Mabel picks up her tarot deck and studies it, sets it down again. They all watch her, trying not to. Ludie Belle says, “We all know it’s time t’go. We also know we cain’t go on accounta we cain’t forsake Clara. We’re like soldier boys in the trenches. Stay’n get killt. Go’n get killt.” “Well,” says Linda, “we live here. It’s not the same for us.” “And anyway,” says Glenda, “isn’t this it? The end, I mean? Isn’t it all just near over?” At this awkward moment, which seems like halfway between time and the end of time, Wanda Cravens begins to sing “Amazing Grace.” She has a thin nasal voice, but there is something painfully compelling about it. Lucy and Corinne join in. And then they all do.
IV.6 Tuesday 7 July
At breakfast time in the Brunist Wilderness Camp Main Hall this wet Tuesday morning, kitchen manager Ludie Belle Shawcross is faced with what she calls a “rumbustious tear-out,” as three or four hundred fractious people, most of them armed, try to get out of the rain and “scrooge in” to a hall that can stand only half that number. They finish off all the coffee, bread, and eggs in about five minutes and crowd into her cook-room, helping themselves to whatever they can grab and raising a clamorous ruckus.
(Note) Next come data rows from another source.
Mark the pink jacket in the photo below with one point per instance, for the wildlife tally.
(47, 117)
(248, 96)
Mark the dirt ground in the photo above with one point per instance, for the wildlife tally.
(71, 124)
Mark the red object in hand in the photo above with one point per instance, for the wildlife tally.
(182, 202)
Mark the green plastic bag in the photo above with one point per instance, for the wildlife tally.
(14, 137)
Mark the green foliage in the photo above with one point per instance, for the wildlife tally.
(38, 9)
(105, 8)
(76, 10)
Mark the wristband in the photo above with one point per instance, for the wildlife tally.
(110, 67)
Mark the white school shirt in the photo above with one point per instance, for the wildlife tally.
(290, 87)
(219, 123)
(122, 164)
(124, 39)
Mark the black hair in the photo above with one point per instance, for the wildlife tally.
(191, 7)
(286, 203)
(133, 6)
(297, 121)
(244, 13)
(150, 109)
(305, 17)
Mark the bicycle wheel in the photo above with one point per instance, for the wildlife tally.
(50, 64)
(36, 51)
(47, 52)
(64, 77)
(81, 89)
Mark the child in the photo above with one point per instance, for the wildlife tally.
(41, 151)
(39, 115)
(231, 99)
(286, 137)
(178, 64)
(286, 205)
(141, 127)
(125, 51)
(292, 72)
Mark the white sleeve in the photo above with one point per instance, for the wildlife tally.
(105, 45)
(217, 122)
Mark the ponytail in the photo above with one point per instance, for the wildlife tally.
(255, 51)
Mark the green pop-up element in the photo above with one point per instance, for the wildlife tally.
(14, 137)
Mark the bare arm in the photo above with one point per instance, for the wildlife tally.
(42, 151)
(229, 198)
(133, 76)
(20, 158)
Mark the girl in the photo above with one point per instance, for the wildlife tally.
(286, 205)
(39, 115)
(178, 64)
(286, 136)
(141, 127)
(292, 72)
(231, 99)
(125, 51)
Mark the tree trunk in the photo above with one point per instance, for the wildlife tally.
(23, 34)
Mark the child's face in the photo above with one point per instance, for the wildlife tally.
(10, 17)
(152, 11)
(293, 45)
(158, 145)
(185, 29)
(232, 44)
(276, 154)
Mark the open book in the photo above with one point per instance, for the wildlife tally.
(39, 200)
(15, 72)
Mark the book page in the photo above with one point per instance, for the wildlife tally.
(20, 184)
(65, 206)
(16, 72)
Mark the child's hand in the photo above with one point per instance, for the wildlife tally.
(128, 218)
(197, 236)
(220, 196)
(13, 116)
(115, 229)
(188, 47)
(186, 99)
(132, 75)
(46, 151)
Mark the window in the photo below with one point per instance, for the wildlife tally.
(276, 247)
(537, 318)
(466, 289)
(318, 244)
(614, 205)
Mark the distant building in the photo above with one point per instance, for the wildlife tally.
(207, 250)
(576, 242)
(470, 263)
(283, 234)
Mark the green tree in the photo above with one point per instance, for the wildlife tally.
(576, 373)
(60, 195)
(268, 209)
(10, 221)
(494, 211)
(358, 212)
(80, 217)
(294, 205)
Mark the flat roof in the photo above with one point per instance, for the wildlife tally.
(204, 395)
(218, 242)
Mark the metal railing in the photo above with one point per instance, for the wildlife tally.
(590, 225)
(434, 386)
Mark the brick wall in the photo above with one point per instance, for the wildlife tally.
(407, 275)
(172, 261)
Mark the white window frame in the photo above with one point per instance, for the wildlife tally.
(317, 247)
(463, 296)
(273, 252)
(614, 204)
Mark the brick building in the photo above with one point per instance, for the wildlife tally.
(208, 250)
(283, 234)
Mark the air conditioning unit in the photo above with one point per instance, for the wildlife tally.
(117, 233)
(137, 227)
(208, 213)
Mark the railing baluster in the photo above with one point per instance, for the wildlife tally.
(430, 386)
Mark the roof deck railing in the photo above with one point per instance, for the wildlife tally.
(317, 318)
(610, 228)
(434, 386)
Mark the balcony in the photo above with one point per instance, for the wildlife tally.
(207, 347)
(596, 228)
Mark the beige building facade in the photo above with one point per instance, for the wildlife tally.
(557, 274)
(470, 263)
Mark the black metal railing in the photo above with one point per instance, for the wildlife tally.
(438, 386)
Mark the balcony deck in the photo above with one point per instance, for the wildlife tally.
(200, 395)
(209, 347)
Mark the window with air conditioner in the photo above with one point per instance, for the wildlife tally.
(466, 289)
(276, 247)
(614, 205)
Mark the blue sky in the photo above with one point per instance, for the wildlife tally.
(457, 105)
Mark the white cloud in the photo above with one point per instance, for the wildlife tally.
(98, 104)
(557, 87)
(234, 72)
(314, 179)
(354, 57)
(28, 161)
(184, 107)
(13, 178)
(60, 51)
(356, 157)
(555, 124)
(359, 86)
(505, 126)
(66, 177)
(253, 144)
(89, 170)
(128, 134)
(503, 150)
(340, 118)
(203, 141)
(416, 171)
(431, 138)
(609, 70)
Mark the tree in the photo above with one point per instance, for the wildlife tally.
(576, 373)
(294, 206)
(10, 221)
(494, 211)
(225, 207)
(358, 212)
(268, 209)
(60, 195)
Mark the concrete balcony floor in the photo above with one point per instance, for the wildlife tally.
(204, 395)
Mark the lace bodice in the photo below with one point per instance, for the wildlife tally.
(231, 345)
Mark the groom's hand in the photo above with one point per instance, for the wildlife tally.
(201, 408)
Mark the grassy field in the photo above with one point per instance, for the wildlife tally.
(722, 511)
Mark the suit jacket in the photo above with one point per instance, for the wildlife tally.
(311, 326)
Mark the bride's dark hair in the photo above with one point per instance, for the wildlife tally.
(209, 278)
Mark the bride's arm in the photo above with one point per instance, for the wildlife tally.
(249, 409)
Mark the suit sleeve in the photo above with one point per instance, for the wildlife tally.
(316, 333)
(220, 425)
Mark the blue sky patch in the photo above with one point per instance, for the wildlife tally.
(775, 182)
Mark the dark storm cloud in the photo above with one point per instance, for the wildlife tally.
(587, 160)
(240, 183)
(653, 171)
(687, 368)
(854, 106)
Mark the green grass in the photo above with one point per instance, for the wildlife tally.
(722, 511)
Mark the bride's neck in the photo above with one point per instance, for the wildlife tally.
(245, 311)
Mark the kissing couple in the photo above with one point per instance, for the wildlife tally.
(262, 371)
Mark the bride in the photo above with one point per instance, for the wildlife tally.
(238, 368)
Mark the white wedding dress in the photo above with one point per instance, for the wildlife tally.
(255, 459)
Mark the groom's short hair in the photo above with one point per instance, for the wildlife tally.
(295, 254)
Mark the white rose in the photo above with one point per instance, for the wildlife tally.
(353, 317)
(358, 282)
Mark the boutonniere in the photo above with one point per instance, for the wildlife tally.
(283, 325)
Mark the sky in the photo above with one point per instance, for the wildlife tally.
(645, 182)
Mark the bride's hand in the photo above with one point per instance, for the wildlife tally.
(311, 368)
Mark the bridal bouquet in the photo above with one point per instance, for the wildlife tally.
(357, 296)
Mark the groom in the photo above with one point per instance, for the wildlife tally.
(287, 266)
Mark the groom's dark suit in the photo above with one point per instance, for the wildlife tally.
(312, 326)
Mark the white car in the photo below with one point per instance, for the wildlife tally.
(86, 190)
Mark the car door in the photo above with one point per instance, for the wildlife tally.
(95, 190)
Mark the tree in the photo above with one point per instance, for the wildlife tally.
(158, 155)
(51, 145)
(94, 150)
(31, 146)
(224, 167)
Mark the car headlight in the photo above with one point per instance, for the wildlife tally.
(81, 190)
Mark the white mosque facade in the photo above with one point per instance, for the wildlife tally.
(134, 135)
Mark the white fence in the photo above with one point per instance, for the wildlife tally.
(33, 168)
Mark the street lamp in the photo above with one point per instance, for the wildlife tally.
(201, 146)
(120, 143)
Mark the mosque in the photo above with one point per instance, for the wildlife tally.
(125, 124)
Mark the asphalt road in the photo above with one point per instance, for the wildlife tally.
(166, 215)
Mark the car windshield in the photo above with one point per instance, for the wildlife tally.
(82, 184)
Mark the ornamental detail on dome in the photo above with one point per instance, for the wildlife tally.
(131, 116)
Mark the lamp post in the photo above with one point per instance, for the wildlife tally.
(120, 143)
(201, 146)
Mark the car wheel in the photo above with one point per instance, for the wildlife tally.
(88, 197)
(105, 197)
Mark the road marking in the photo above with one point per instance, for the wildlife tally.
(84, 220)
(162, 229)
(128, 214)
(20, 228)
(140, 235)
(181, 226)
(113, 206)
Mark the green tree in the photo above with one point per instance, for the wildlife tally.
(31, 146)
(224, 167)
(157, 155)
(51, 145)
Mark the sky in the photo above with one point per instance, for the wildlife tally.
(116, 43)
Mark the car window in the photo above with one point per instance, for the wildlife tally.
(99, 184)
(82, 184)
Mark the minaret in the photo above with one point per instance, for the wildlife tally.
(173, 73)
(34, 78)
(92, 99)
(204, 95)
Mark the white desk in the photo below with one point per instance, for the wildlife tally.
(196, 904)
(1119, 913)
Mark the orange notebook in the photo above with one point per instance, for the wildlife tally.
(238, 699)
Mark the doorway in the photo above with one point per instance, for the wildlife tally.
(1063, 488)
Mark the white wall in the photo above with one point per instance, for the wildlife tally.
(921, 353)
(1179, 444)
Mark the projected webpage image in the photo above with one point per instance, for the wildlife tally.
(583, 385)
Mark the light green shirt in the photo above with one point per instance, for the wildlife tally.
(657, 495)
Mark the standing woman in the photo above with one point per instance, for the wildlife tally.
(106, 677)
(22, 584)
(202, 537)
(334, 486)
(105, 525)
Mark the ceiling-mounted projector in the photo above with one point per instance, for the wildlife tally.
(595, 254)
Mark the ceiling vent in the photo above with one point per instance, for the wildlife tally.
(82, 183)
Ludie Belle takes off her apron and tells Corinne Appleby there’s nothing more for them to do here, they’d better get down to the trailer park to defend their goods—“Them ramptious peckerwoods has a appetite up and is apt to plunder round our own kitchens if we don’t take cautions!” She waves at Wayne and Cecil caught up in the packed crowds in the next room, and also Uriah, Hovis, and Billy Don when she manages to catch their eyes, and she and Corinne hurry out of there. Mabel and Willie aren’t up at the Main Hall yet, nor are Hunk or Wanda, and Glenda, she knows, is down below overwatching her regiment of little ones.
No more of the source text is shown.